My sister and brother-in-law have an amazing garden, with all kinds of vegetables and fruit trees, from the exotic to the humble. My nephew, who I'll call Eli in this blog, has a plot in it where he grows carrots and nasturtium and a cactus he calls a "tush plant". Ed built raised beds and planted an apricot tree this year. Their harvest is my gain; my sister will turn all of their crops into gourmet meals we'll eat on Friday nights, with wine and toasts and magic shows and banjo sing-alongs.
At this point in the season, when the red, clay dirt that lays just under the surface of the newly purchased, rich, black soil has not yet conspired with the blazing sun to suck every bit of moisture from the earth and air, previous to long nights sleeping sitting up, Breathe-Rite taped across the bridge of my nose, feeling like I swallowed a wool sweater because my allergies have set in, before the tobacco worms (bastards!) start to feasting, prior to me considering a second job just to pay my water bills, and before my eyes scream out in protest of the sunscreen and sweat that flows into them from sunup to well after sundown, all is hope and optimism.
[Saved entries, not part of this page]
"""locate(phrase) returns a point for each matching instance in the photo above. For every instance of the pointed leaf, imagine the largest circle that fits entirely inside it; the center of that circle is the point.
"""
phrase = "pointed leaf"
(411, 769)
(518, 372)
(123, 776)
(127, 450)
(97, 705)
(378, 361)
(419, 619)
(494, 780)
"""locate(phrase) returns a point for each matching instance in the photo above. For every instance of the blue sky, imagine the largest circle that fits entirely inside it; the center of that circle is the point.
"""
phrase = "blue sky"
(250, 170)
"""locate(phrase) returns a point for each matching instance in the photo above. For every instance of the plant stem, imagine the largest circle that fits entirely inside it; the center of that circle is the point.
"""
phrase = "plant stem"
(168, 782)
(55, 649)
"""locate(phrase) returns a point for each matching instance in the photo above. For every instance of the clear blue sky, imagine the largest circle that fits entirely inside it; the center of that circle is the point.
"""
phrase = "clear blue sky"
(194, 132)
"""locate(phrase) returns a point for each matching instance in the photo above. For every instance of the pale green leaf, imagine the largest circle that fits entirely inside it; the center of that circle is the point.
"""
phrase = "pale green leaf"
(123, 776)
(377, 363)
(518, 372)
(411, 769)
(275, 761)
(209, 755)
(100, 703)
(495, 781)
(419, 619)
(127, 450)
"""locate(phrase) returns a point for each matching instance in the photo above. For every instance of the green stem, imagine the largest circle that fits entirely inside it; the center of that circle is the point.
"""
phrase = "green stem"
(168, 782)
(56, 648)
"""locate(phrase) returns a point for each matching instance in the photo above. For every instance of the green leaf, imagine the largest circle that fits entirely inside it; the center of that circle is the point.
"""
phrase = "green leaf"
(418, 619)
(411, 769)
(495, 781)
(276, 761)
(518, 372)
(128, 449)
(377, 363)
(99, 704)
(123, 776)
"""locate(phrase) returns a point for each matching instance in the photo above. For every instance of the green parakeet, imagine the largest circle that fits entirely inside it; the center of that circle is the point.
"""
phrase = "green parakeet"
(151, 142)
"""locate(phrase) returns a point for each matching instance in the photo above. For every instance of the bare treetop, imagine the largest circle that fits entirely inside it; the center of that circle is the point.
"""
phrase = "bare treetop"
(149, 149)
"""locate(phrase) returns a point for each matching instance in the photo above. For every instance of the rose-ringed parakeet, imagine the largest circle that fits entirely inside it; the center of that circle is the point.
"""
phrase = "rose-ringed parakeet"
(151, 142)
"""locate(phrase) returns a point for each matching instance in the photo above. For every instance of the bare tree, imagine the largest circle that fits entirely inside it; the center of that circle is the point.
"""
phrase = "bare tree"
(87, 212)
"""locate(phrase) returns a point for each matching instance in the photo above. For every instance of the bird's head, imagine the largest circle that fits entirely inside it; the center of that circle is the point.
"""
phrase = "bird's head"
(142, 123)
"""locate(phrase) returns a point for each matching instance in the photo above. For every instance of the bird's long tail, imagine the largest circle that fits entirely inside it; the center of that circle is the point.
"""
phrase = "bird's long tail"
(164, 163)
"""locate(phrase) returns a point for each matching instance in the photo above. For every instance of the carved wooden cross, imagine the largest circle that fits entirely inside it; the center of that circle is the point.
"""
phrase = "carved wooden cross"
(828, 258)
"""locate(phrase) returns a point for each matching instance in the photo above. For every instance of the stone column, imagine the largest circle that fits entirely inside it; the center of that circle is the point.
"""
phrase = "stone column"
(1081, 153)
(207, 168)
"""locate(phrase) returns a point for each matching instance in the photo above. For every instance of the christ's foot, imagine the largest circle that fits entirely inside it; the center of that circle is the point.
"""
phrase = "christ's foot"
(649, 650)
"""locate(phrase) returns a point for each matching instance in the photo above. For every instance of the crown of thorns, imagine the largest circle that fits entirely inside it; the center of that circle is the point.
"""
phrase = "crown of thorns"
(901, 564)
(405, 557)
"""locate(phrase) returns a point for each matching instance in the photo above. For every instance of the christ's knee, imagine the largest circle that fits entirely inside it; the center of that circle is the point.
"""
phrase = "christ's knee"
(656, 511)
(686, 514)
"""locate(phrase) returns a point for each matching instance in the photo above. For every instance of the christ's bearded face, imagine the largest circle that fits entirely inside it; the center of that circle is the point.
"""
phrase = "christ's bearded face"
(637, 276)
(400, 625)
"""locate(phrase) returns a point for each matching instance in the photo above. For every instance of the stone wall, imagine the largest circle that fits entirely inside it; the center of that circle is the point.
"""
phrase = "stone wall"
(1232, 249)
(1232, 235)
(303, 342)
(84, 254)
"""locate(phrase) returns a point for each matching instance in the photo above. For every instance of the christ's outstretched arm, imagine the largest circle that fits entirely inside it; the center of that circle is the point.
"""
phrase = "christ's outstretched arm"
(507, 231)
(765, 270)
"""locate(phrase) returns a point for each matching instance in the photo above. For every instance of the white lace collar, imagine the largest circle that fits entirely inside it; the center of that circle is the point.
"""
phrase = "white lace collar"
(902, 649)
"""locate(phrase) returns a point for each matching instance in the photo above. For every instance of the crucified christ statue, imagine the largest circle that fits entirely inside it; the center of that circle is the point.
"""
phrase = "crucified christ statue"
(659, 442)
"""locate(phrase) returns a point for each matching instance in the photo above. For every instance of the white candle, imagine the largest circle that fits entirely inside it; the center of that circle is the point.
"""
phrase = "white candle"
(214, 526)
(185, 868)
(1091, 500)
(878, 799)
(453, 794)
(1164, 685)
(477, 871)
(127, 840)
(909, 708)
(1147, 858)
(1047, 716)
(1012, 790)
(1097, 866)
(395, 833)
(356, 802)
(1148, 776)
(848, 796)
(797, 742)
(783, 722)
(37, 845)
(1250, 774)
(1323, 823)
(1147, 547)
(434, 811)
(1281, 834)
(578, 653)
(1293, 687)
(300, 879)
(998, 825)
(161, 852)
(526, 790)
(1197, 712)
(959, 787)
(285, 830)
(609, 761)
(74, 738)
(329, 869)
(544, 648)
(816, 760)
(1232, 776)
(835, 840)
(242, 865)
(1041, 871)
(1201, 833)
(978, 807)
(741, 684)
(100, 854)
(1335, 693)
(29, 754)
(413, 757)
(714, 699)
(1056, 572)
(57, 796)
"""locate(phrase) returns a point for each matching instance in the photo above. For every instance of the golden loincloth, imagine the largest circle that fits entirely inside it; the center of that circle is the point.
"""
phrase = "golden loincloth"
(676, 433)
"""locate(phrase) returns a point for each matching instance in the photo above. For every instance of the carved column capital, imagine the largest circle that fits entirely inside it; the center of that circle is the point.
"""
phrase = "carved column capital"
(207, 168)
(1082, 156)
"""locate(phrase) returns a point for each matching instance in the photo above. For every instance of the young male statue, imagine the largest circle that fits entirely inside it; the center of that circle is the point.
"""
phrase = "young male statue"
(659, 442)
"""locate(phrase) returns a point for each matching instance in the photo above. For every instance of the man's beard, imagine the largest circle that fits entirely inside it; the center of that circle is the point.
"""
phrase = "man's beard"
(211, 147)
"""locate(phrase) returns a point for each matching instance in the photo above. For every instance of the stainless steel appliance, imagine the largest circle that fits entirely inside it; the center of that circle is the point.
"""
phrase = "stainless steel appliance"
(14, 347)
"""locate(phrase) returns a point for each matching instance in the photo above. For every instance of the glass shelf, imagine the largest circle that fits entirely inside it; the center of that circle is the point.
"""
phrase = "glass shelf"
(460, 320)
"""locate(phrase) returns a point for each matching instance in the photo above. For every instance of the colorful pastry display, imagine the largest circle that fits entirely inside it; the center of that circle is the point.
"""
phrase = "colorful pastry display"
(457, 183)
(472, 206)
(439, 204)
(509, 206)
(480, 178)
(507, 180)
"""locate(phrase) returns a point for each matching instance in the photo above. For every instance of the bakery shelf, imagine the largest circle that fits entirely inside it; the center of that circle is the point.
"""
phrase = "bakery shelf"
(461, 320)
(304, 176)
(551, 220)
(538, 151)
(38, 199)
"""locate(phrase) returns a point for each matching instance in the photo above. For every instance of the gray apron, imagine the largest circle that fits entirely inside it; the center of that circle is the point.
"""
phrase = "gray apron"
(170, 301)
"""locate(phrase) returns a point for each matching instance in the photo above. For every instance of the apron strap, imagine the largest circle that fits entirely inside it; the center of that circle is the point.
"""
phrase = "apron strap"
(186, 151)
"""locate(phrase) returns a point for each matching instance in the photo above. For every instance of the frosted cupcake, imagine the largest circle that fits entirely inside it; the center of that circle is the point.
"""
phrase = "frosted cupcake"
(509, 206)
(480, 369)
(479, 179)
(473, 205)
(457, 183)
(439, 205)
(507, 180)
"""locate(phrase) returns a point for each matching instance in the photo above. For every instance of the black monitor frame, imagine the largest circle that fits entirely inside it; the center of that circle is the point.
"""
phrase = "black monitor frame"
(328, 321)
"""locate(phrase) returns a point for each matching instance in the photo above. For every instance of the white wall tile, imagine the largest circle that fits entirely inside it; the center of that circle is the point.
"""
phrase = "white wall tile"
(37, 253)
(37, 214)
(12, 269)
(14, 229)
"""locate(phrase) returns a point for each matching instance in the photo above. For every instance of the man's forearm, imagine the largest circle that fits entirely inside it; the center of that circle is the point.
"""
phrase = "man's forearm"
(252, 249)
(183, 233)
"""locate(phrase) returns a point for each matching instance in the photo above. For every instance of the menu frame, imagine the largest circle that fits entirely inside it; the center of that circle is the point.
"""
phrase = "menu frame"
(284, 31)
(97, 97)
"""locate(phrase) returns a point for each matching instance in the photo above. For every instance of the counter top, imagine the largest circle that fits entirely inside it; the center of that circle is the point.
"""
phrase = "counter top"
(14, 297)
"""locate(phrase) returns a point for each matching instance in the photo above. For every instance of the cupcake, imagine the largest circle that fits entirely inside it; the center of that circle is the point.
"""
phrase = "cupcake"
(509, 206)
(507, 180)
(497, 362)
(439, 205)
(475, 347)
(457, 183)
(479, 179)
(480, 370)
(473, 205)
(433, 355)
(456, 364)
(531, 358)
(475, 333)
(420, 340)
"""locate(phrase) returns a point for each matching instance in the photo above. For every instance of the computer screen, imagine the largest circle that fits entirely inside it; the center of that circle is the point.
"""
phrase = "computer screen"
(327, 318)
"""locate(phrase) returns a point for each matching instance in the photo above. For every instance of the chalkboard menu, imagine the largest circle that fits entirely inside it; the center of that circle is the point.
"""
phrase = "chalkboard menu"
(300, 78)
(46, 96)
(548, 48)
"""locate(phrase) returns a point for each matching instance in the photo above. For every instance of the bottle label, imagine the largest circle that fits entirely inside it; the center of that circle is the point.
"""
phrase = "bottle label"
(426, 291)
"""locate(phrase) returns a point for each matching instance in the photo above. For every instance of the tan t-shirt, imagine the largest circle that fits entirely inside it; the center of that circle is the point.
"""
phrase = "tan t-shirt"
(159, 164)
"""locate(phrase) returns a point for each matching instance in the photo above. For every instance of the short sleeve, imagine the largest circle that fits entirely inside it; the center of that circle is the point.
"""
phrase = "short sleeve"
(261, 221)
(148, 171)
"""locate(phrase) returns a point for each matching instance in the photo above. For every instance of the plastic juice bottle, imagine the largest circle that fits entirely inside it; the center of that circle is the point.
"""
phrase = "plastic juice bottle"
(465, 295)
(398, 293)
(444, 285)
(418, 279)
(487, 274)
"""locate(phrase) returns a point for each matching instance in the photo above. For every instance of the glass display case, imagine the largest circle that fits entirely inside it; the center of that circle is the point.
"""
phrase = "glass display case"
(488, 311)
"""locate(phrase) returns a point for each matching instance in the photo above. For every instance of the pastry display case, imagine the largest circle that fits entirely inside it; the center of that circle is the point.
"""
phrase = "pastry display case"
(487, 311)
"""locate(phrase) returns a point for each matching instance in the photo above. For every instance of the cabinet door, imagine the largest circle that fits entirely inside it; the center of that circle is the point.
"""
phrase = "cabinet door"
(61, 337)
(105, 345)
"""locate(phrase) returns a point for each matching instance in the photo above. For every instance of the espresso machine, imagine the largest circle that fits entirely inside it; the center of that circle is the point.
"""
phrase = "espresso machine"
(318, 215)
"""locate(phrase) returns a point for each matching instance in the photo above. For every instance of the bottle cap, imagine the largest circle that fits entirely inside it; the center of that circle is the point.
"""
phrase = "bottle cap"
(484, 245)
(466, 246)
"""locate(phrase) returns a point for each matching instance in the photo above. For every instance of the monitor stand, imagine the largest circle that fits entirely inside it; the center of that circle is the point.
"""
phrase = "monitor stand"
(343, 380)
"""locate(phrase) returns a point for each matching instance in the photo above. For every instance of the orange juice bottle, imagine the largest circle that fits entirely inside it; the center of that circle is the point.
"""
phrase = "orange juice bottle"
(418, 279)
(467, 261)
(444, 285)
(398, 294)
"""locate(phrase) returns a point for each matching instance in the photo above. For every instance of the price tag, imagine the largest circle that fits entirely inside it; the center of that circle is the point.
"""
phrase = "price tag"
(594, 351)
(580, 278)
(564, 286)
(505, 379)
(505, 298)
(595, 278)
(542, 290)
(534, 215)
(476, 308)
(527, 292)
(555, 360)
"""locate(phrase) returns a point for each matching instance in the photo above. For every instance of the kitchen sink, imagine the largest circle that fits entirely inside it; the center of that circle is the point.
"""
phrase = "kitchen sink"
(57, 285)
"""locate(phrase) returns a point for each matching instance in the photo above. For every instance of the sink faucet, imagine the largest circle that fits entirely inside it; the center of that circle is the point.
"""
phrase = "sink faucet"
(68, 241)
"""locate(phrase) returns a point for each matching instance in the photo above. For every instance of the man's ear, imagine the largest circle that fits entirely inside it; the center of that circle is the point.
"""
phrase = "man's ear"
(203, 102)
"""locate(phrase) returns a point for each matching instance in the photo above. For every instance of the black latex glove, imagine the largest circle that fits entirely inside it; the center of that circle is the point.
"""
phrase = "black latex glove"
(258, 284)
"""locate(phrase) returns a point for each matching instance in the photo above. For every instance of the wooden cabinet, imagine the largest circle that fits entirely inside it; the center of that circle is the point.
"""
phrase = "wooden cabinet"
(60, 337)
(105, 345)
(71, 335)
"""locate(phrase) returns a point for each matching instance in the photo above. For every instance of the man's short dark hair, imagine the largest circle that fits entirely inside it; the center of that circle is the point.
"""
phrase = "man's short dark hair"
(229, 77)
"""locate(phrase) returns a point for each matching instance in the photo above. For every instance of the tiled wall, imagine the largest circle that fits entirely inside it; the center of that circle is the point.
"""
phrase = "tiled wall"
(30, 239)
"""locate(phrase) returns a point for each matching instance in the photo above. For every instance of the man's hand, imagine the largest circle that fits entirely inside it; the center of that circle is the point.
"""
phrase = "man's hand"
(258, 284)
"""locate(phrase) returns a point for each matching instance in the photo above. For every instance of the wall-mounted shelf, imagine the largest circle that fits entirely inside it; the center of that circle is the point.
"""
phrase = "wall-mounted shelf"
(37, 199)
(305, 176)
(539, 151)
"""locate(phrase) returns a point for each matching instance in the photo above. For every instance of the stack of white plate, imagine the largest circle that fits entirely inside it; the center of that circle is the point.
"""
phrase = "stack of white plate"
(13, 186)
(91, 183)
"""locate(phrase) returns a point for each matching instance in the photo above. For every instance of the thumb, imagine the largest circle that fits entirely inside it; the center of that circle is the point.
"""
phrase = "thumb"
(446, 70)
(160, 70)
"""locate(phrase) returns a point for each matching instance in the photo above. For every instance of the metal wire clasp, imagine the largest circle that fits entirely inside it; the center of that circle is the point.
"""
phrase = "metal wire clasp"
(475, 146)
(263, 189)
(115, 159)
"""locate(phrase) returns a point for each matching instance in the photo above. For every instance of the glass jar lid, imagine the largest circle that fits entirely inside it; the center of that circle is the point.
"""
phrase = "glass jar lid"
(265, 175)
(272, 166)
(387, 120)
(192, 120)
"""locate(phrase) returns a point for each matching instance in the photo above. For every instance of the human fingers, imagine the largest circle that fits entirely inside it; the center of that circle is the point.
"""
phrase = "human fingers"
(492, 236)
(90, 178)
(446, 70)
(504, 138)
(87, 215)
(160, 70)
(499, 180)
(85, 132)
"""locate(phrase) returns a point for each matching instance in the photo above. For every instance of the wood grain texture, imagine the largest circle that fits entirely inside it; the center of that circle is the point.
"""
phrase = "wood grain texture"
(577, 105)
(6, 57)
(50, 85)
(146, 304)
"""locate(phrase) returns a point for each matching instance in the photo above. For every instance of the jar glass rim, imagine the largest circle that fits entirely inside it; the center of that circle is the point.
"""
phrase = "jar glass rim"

The garden represents what could be, a certain harmony, a sense of freedom and well-being. When I am in the garden, I am just how I am, no pretense or self-consciousness, and I feel alive and perfect. Coinciding with my birthday as spring does, I am often given to reflection, and I that always leads to this intense feeling of gratitude. I've got it all. I am filled with joy and wonder. I see diamonds in the dew drops on a spider's web, I dance in the shower when I wash the mud from out of my hair and between my toes, I retell my favorite jokes and I seek out the new.
Suddenly, I remember my fancy, and, birthday or no, I am a young girl again.
I love the garden. I love Spring. I love life.
My friend Krissy, who I wrote about in my birthday blog, died five days later, on March 27, 2010. Many people wrote and said beautiful things about her, including my friend Christina,
http://chmchm.wordpress.com/2010/03/21/krissys-room/, which was only fitting, as she was a beautiful woman. Someone quoted the Beatles "The End" - "And in the end/the love you take/is equal to the love/ you make", which I think is the most fitting tribute of all to Miss Kris. This entry is dedicated to her. She helped my garden grow in all seasons, and I will plant something special for her, something that is ever green.